Jaecoo tampaknya punya alasan kuat untuk puas dengan kiprah J5 EV di Indonesia. Dalam beberapa bulan terakhir, SUV listrik ini masih memimpin pasar mobil listrik dan menembus penjualan 13 ribu unit hingga Mei 2026.

Capaian itu terasa menonjol karena J5 EV tergolong model baru. Mobil ini baru diluncurkan sekitar akhir tahun lalu, tetapi langsung menjadi primadona baru di segmen BEV yang persaingannya makin ketat.

Jadi andalan Jaecoo di pasar listrik

Jaecoo baru menjual tiga model di Indonesia, dan J5 EV jadi yang paling menonjol. Di tengah lini produk yang masih pendek, model ini justru muncul sebagai penopang utama penjualan merek tersebut.

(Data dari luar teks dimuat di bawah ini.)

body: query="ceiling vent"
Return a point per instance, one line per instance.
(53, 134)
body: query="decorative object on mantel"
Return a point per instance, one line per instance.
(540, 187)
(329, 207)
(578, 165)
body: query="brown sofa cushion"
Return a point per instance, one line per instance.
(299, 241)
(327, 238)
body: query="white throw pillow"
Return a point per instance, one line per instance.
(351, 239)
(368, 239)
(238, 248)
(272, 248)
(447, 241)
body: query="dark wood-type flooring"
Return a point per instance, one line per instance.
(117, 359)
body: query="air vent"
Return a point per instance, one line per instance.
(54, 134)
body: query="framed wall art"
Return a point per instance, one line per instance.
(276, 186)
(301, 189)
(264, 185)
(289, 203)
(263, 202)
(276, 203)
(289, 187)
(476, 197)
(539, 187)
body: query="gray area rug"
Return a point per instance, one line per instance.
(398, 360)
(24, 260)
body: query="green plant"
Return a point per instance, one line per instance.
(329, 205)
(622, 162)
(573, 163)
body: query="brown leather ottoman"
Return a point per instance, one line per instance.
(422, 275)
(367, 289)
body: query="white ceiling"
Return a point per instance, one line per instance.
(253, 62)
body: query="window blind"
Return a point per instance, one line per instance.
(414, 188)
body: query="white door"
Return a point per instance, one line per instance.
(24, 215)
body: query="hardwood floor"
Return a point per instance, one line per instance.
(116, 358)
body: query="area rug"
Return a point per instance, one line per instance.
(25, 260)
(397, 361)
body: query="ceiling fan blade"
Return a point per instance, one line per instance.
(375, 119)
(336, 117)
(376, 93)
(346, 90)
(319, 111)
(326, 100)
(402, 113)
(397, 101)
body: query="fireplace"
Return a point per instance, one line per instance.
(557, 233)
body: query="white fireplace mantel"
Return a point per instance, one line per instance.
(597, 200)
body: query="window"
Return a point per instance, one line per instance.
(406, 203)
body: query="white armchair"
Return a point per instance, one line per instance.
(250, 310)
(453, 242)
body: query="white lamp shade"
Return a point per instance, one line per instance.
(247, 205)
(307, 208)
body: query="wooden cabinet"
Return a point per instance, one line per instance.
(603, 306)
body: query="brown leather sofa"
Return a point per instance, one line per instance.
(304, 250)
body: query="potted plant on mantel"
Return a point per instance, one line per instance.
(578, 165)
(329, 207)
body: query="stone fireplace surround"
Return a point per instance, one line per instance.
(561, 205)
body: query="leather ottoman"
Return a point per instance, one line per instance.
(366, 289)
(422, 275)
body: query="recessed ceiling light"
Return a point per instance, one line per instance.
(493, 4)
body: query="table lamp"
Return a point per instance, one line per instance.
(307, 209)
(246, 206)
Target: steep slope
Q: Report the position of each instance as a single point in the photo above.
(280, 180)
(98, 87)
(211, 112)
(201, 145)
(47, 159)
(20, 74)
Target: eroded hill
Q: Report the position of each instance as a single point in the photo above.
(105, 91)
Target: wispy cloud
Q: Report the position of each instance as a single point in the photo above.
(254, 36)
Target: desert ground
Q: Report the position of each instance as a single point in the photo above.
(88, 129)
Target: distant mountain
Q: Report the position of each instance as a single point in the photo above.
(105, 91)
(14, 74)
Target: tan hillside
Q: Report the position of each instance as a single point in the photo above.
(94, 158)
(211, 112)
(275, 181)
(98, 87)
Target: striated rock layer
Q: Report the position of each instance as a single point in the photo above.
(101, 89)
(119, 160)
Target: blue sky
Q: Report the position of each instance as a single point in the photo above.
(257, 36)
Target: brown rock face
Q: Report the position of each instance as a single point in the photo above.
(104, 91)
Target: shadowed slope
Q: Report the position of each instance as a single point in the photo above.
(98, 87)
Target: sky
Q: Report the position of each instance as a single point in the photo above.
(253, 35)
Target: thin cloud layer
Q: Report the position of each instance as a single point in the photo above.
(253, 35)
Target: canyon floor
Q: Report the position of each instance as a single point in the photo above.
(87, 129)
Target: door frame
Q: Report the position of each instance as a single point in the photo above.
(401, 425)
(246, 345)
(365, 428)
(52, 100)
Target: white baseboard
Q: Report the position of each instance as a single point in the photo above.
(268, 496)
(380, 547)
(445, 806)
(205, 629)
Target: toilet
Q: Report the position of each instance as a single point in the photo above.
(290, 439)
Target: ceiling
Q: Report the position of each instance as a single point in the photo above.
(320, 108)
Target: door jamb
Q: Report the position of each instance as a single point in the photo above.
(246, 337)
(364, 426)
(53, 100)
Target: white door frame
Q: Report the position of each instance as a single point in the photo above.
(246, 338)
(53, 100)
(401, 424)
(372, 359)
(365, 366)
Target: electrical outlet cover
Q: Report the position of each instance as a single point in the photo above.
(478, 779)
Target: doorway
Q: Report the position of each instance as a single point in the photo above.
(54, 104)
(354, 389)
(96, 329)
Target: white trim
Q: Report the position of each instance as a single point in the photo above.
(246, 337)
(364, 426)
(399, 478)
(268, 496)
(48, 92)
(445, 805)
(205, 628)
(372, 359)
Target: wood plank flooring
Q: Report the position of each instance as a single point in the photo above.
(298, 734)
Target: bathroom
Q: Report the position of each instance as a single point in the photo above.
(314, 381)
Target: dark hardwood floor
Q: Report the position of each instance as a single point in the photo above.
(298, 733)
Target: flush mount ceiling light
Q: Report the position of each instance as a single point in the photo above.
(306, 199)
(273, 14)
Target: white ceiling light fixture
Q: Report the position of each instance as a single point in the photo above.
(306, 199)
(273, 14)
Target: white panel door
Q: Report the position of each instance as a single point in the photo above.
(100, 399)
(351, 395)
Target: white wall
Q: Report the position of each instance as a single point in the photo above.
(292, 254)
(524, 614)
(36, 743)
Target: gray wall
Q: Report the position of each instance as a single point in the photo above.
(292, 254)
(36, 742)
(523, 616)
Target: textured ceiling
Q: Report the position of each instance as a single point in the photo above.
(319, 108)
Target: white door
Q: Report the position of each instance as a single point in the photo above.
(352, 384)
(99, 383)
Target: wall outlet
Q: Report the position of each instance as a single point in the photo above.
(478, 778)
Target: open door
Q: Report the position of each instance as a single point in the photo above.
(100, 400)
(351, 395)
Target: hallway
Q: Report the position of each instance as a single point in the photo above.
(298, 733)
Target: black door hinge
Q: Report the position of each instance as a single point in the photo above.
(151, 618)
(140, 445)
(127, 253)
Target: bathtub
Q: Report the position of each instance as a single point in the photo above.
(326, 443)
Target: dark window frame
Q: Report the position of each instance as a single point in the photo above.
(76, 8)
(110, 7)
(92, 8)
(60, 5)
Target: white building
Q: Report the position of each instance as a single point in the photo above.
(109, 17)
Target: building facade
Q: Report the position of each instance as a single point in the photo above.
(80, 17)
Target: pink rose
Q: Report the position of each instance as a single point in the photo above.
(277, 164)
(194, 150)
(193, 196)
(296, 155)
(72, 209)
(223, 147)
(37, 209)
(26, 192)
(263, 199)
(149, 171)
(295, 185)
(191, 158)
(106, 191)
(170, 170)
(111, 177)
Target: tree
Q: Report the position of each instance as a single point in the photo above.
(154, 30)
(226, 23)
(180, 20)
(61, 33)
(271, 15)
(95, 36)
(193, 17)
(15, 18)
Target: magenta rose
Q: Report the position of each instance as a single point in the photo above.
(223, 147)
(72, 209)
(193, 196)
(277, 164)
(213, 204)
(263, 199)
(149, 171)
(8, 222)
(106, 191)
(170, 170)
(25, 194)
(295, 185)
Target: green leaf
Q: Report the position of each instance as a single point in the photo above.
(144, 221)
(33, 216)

Performa J5 EV juga memberi ruang bagi Jaecoo untuk melangkah lebih jauh di pasar kendaraan energi baru. Pabrikan asal Tiongkok itu melihat pasar NEV di Indonesia berkembang pesat, dan J5 EV menjadi bukti bahwa produknya bisa diterima konsumen.

Menjaga posisi di tengah persaingan ketat

J5 EV bukan satu-satunya pemain di arena mobil listrik Indonesia. Model ini harus berhadapan dengan banyak rival dari negeri asal yang sama, seperti BYD, Geely, GAC Aion, dan Chery.

Tantangannya juga datang dari fakta bahwa banyak pesaing menjual lebih dari satu model. Meski begitu, J5 EV masih mampu mempertahankan posisi teratasnya di antara para kompetitor, termasuk dari BYD M6 yang terus membuntuti.

Di sisi lain, Atto 1 yang sempat menjadi mobil listrik terlaris tahun lalu justru tercatat hanya terjual sekitar 5 ribu unit sejauh ini. Penjualan bulan Mei bahkan hanya mencapai 26 unit karena adanya transisi ke produksi lokal yang membuat jumlah unit CBU harus dikurangi.

Bukan cuma soal harga murah

Daya tarik J5 EV tidak berhenti pada label sebagai mobil listrik yang relatif terjangkau. SUV kompak ini juga disebut menawarkan biaya operasional yang rendah, jarak tempuh yang cukup jauh, fitur yang lengkap, dan desain yang menarik.

Karakter itu membuatnya menonjol di pasar yang kini dibanjiri banyak mobil listrik entry level. J5 EV berada di segmen harga yang masih masuk akal, tetapi membawa kesan kualitas yang mendekati mobil kelas menengah.

Kombinasi tersebut menjadi salah satu alasan mengapa J5 EV menarik minat konsumen dalam jumlah besar. Di tengah pilihan yang makin banyak, faktor nilai guna tampaknya memberi pengaruh besar terhadap keputusan pembelian.

Masih unggul dibanding saudara satu merek

Jika dibandingkan dengan J7 dan J8 SHS, jarak penjualannya sangat jauh. J5 EV mampu terjual ribuan unit per bulan, sedangkan J7 dan J8 hanya berada di kisaran ratusan unit per bulan.

Perbedaan itu menunjukkan bahwa pasar BEV masih jauh lebih ramai daripada pasar PHEV. Bahkan model terlaris Jaecoo di jalur PHEV, yakni Chery Tiggo 8 CSH, baru terjual ribuan unit sejauh ini.

Kondisi ini juga menjelaskan mengapa Jaecoo belum terburu-buru menambah versi PHEV dari J5. Sebelumnya sempat ada pembahasan soal J5 versi PHEV, tetapi versi BEV masih menyerap permintaan yang besar sehingga fokus perusahaan belum bergeser.

Pasar masih terbuka lebar

Meski pasar mobil listrik di Indonesia semakin padat, ruang pertumbuhannya masih besar. Pilihan model kini tidak hanya SUV, tetapi juga MPV, sedan, hatchback, hingga city car.

Dalam lanskap seperti itu, J5 EV menjadi contoh bagaimana sebuah SUV listrik kompak bisa tampil menonjol. Jaecoo pun melihat hasil ini sebagai bekal penting untuk menjaga momentum dan terus menghadirkan produk yang sesuai dengan kebutuhan konsumen Indonesia.